When you are dealing with the IRS Revenue Ruling 59-60, it can seem a bit daunting to understand the rules of business valuation for a closely-held corporation. Essentially, the ruling outlines the general approach and methods, as well as the outlines for them, to be considered in valuing shares of a capital stock for estate tax and gift tax purposes of closely-held corporations. All clear? No? That’s okay, we will go into more detail about this.

The ruling came into effect over 50 years ago, but it is still important today for how shares of closely-held corporations are valued.

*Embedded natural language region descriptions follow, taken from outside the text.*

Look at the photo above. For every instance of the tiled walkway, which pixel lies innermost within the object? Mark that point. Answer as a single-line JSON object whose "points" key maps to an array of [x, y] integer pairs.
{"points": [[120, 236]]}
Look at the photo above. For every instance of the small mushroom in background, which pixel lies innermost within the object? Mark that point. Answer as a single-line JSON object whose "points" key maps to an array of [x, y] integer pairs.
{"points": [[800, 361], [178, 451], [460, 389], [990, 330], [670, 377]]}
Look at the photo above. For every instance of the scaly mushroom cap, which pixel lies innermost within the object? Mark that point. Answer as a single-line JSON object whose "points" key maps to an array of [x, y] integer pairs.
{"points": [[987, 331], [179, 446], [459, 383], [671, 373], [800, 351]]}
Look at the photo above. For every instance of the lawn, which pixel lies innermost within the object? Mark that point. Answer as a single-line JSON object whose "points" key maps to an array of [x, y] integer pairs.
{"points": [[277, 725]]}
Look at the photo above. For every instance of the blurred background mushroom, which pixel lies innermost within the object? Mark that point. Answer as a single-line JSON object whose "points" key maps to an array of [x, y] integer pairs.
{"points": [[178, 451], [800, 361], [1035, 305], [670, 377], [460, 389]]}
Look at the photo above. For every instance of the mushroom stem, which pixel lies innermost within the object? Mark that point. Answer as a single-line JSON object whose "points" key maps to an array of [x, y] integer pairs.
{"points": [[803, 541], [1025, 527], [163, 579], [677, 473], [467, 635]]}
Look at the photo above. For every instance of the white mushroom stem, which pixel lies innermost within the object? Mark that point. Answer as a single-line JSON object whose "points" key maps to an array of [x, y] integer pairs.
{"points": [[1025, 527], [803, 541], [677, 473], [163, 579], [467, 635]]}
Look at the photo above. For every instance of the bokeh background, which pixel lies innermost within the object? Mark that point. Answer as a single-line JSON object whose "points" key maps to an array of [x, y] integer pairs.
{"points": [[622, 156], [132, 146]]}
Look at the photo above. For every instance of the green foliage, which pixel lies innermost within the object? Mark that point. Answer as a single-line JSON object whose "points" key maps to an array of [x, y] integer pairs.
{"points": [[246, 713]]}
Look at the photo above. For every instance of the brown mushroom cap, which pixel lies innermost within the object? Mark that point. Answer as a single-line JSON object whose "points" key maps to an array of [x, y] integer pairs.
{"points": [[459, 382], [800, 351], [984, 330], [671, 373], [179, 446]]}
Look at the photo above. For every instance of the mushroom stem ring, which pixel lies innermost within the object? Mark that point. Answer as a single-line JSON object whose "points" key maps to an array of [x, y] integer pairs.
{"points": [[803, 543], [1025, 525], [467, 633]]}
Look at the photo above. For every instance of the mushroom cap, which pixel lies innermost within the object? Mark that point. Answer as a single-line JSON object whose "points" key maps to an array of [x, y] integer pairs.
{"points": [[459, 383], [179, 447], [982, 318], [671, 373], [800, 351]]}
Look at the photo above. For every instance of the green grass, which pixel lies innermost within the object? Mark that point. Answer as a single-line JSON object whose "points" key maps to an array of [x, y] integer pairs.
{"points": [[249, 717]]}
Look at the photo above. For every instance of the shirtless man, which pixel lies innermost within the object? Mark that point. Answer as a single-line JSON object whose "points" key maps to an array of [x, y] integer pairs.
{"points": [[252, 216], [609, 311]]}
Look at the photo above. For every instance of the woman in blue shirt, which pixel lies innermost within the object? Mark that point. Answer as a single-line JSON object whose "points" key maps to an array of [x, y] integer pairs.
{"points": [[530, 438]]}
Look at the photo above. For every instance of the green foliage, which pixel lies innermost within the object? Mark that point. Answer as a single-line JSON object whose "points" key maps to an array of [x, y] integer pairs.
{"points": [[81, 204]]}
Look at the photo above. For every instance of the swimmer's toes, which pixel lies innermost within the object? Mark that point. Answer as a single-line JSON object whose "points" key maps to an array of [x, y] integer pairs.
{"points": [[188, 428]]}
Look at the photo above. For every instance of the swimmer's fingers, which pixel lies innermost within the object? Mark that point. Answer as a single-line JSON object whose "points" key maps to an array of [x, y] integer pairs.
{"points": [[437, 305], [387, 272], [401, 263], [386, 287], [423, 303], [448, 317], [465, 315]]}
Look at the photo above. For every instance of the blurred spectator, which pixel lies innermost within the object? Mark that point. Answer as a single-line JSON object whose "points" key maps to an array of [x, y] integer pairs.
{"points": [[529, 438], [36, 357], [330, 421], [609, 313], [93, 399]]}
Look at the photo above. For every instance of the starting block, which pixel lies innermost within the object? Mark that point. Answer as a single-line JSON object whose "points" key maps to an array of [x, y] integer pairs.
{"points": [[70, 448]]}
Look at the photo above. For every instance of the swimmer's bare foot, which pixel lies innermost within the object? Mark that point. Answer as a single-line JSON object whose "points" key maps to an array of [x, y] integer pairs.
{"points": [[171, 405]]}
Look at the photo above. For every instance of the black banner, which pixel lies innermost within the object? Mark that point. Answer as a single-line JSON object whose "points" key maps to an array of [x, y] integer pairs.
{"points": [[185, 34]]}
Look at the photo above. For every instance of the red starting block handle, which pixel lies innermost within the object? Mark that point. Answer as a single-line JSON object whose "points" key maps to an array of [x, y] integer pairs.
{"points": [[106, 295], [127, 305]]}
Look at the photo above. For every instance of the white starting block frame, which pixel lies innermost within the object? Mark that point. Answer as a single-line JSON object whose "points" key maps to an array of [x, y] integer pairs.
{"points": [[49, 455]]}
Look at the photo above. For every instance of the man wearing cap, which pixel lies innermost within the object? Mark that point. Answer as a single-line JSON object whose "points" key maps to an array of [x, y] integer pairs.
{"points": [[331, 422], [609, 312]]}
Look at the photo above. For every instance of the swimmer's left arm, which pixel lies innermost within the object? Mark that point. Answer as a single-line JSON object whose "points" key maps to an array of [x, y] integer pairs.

Interestingly enough, this ruling should actually be used for family law and it is very common for it to be used. When someone owns a business, and they started that business when they were married, and then they go through a divorce, there needs to be an equitable distribution of the shares of the company. A property settlement must take place. This ruling serves as the basis for understanding the framework of the business value, and therefore is very important whenever business owners are divorcing from each other.

One of the most important things to understand is fair market value because the appraiser is going to be calculating this value when determining the value of the business. This is an estimate of the value on any property. It is calculated as the price that a buyer would be willing to pay, and a price that the seller would be willing to accept. Finding the fair market value is not too difficult and can be done with an online value book.

There are also eight factors to consider when determining fair market value:

  • The nature of the business and its history since it was created.
  • The economic outlook in general and the condition and outlook of the industry the business is in.
  • The stock book value and the condition of the business in financial terms.
  • How much the company can potentially earn.
  • The dividend-paying capacity of the company.
  • If the company has intangible value or goodwill. The goodwill is the earnings in excess of a normal rate of return based on certain factors.
  • The sales of the stock and the block of stock value.
  • The market price of the stocks of the company.

It is important that, to have these eight factors assessed properly, you have someone who has been trained in this area. These are people who are a Certified Public Accountant, a Certified Business Appraiser, or an Accredited Senior Appraiser.

Having an expert come in and assess the business value will not only make things easier on you, but it will ensure that the proper value of the business is determined. This will keep you from undervaluing your business, or even overvaluing it. Understanding the factors of how this is all determined will ensure you understand why the expert has to take so long to determine the value of everything.